Meeting notes - ZooKeeper use in HBase
10/23/2009 phunt, mahadev, jdcryans, stack
Reviewed issues identified by HBase team. Also discussed how they might better troubleshoot when problems occur. Mentioned that they (hbase) should feel free to ping the zk user list if they have questions. JIRAs are great too if they have specific areas of ideas/concerns.
HBase team is going to create some JIRAs they identified (improve logging esp)
Phunt also asked the HBase team to fill in some usecases for how they are currently using zk, this will allow us (zk) to better understand how they are using, allowing us to provide better advice, vet their choices, and in some cases we may even test to verify under real conditions.

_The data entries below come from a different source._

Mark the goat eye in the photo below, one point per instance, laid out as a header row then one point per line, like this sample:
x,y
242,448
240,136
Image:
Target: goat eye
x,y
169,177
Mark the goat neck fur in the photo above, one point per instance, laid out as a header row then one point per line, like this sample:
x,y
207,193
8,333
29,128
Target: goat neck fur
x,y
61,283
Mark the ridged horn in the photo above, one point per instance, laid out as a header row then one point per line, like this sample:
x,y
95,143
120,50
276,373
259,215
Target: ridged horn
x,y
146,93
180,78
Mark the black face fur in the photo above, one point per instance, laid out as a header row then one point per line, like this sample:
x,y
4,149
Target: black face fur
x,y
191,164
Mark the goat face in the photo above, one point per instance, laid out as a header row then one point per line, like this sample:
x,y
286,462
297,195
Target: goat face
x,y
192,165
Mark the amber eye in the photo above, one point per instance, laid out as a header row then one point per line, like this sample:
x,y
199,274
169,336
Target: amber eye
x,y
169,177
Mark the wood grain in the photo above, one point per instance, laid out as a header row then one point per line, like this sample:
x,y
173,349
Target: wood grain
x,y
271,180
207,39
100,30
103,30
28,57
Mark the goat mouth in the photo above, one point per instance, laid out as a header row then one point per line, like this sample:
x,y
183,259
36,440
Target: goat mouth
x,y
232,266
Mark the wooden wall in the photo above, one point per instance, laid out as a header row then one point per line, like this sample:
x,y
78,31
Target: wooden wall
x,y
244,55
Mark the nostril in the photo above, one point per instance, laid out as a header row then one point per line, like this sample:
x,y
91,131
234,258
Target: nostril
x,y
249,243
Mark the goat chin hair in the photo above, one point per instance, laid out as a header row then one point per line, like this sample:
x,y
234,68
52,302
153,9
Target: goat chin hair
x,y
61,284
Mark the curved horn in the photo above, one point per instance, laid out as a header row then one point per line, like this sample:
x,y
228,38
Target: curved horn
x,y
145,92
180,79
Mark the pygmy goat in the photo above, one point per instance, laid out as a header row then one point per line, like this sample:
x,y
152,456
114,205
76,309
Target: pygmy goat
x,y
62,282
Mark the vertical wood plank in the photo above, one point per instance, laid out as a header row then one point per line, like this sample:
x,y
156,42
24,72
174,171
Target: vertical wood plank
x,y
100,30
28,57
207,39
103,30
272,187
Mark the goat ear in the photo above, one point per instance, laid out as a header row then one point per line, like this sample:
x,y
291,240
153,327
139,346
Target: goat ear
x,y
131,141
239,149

Some questions identified:
- Stack - impression is that zk is too flakey and sensitive at the moment in hbase deploys (i'm talking particularly about the new-user experience). I'd think a single server with its Nk reads/second with fairly rare updates should be able to host a big hbase cluster with a session timeout of 10/20 seconds but we are finding that we are recommending quorums of 3-5 on dedicated machines with sessions of 60 seconds because too often masters and regionservers timeout against zk. GC on RS can be a killer; pauses of tens of seconds. CMS helps some. What is the experience of other users of zk? Do you have recommendations for us regards deploy? When fellas are having trouble in the field with session timeouts, how do you debug/approach this issue?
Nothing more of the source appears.